もちろん灯篭が主役なのには変わりありませんが、
折角、ご縁を頂きましたので、自分なりに数点要所のある台灯篭をご提案いたしました。


近年は、地震に備えてというお言葉を耳にします。

出来ることに限りはありますが、今回も灯篭台には縁をつけました。




灯篭は、本能寺型。 燈籠の地覆は六角。

ですので灯篭も框は六角な訳です。







これで万全という訳にはいきませんが、

台からずれて転倒というのが少しは防ぐことは出来るのかなと思います。
まずは、地震が来ないことを願うばかりです。



さて、最大の要所である格狭間板のアール。



格狭間板にアールを付けることで、視覚的にどう見えるか・・。





木地の段階では、わかりにくいのですが、

漆を塗り上げた後、漆の艶に光が反射して、

「あれ、ここ丸くなってるやん★」と思わせるのが今回の狙いです。






格狭間板は黒漆の蝋色仕上げですが、


裏板は今回も、変わり塗りの「The Lazara」で仕上げました。

ネーミングこそユーモア溢れ、少し失笑をかいそうですが、

こちらの仕上げも砥ぎ上げていますので、
通常の蝋色仕上げよりも断然手間が掛かります。



この「The Lazara」名前の如く、肌触りがザラザラしています。

ただ、砥ぎ出ししているので。
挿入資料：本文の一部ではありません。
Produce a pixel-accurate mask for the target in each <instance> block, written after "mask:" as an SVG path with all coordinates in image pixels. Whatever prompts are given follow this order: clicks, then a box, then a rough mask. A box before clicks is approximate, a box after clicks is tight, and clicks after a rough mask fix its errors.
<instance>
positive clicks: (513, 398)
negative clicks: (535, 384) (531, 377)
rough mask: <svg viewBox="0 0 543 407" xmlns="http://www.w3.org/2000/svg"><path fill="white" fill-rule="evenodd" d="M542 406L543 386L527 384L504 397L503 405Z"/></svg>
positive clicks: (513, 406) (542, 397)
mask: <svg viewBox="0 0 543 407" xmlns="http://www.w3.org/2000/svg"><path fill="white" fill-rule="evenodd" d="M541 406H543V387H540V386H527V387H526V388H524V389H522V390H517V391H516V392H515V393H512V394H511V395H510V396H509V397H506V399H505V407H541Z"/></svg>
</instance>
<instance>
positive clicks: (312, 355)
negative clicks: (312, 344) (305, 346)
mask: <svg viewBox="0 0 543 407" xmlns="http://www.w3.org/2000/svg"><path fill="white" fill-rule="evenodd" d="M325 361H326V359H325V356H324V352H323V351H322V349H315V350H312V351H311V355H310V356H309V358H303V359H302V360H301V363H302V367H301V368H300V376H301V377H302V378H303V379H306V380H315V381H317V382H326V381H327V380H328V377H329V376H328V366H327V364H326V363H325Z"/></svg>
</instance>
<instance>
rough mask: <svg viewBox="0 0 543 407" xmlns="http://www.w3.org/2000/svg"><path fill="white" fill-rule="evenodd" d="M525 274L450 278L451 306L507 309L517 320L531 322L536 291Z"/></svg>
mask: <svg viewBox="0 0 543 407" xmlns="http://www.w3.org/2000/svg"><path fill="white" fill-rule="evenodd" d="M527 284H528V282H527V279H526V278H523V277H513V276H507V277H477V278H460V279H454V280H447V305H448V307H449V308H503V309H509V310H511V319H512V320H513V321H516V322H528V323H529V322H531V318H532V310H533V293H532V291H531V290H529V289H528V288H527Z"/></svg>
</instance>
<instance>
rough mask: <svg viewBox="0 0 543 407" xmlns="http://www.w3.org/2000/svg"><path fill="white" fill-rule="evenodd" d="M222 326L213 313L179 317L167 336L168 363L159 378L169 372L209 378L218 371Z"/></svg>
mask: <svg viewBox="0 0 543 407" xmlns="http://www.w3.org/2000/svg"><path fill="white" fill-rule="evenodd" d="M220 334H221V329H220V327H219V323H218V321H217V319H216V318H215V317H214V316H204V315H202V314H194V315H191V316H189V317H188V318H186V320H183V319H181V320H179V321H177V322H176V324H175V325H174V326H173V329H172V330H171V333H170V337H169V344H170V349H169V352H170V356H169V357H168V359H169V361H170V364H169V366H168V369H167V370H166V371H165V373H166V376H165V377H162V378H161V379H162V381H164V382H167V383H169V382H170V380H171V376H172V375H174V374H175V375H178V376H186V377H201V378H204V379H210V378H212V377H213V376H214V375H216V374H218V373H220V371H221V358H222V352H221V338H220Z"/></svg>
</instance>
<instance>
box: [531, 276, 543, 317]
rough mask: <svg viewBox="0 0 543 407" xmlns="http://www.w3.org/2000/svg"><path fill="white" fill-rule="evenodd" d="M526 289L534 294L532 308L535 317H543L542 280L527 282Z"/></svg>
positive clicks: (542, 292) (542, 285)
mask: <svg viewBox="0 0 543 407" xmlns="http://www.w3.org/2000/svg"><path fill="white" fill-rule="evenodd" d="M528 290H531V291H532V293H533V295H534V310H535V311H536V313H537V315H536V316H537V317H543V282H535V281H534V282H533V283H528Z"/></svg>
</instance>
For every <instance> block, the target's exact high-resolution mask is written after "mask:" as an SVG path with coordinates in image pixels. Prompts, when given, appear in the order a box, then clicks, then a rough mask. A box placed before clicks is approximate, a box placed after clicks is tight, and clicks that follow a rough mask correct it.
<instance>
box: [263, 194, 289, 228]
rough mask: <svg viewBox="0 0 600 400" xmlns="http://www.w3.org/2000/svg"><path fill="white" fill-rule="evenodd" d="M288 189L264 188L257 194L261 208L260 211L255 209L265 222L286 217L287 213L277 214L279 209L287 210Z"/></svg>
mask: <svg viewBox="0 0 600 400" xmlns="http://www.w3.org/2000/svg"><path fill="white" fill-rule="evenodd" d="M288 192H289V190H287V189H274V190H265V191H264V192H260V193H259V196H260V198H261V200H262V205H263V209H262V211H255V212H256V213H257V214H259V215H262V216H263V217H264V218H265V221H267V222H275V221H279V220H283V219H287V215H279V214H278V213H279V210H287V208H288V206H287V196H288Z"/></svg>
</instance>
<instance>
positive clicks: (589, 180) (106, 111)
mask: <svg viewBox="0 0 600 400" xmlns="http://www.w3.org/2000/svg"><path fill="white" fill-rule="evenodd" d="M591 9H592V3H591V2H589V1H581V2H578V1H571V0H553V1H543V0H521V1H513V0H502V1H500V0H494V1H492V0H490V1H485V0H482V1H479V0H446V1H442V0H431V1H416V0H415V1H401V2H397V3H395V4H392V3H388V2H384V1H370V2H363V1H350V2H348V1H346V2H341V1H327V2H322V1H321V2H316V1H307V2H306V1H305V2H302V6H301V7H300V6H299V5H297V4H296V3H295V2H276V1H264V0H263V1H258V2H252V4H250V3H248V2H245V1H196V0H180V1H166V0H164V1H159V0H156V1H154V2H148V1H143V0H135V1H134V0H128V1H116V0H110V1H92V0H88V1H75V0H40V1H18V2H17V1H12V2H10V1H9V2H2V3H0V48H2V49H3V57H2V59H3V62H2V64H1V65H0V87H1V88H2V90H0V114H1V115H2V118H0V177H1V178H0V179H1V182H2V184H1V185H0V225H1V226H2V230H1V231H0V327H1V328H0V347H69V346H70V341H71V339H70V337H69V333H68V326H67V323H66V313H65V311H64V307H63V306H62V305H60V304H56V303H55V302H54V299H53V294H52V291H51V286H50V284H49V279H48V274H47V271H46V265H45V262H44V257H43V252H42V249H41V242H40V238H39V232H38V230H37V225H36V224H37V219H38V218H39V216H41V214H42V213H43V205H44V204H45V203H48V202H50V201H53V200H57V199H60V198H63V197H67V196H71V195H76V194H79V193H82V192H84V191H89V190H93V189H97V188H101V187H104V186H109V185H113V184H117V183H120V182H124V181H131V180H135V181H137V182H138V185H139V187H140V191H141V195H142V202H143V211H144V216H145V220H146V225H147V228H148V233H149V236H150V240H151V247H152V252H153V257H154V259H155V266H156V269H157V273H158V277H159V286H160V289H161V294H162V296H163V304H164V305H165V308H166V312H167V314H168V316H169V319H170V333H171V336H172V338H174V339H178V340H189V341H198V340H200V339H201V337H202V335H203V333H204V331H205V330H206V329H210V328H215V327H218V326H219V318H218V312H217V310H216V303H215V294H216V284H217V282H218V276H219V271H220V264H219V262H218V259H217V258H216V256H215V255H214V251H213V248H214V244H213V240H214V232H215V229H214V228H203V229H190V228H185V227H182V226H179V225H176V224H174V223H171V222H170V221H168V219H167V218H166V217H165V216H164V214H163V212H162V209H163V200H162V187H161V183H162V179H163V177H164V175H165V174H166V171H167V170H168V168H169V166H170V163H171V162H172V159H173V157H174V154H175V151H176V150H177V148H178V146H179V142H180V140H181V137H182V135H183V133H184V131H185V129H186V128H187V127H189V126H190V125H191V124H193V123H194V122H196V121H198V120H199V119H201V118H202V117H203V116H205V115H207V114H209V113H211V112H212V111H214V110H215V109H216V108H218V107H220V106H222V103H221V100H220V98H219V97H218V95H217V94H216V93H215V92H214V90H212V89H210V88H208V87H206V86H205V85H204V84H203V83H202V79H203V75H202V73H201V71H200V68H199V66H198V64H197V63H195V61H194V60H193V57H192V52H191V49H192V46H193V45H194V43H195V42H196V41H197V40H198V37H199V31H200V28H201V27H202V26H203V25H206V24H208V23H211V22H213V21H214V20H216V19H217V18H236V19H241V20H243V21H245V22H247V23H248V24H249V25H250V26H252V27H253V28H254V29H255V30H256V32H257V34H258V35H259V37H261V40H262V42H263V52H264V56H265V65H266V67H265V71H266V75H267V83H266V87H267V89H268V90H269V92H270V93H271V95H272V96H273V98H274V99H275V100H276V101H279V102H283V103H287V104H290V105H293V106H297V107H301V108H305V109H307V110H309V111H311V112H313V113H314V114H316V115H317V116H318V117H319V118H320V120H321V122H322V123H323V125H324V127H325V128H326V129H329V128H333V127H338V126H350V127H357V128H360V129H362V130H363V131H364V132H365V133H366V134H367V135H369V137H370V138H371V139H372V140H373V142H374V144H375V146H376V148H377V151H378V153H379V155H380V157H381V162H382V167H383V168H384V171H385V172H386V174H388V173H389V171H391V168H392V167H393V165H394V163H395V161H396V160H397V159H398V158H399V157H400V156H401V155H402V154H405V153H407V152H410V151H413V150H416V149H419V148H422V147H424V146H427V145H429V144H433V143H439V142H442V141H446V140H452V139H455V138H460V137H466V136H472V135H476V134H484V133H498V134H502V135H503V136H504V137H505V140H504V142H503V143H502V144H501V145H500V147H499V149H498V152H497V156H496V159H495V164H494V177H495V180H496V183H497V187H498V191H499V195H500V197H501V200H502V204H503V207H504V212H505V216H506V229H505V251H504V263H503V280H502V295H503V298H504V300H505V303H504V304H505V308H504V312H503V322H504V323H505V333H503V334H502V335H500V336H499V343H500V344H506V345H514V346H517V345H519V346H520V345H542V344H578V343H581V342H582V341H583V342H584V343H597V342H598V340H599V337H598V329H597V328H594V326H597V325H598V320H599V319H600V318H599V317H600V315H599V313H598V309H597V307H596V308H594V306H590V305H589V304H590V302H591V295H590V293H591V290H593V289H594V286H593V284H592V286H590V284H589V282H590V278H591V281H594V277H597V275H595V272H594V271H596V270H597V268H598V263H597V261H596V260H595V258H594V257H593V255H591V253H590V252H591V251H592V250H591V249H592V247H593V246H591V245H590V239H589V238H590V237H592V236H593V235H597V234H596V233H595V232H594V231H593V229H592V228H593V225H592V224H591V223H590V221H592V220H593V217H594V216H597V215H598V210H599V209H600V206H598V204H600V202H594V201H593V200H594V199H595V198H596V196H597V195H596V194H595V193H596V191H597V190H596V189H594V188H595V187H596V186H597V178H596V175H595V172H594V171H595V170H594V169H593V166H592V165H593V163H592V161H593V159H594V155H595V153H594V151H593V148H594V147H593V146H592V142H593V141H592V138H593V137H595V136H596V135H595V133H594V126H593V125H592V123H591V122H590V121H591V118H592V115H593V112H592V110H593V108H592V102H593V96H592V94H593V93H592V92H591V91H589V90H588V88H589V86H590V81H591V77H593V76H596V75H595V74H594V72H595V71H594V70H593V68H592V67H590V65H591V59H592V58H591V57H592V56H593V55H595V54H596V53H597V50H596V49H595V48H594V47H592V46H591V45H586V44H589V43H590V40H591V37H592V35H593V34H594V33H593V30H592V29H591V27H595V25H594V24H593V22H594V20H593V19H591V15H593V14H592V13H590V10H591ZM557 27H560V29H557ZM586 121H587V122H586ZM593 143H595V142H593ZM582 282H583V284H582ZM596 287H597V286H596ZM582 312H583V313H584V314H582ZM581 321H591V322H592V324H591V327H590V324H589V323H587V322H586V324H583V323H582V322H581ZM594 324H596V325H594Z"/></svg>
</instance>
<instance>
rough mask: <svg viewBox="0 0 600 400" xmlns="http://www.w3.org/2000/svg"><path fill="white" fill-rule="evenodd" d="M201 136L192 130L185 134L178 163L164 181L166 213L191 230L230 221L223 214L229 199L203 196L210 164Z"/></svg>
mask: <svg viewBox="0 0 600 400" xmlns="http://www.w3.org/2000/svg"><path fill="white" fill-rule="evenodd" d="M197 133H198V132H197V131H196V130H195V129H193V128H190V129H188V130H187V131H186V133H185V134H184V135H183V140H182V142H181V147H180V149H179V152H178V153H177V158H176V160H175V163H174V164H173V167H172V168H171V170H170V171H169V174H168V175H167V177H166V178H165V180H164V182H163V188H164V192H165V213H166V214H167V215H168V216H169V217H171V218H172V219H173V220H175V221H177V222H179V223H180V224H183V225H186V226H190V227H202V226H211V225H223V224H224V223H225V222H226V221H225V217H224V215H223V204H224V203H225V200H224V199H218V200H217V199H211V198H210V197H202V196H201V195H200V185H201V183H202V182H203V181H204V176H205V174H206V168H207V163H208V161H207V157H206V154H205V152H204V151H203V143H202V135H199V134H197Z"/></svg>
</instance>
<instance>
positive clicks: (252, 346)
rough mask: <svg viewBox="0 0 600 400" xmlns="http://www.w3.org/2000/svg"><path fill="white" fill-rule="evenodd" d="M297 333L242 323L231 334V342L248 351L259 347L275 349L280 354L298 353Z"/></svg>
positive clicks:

凸部分は一定になっています。

また、表面が鏡面でないので、指紋が付きにくく、



また艶を消した場合は、岩絵具を蒔いたようにも見えます。


岩絵具と違う利点は、水拭きも可能ということ。



具修理のハ・ナ・シ5「新・拘り満載の卓修理 」

ブツネタ385「礼盤の格狭間は・・・」



今回は光の反射のことを考慮し、艶を出した仕上げとなります。

完成がこちら。







あと、灯篭台の場合、6面あるうち、前側3面を格狭間入りとし、

後側3面を無地板、もしくは真後ろ1面を無地板にして、

言わば省略することも多いのですが、四方正面としております。




こうやってみると、やはり灯篭台は脇役なのかもしれませんが、

本能寺型の台灯篭を命一杯引き立ててくれました。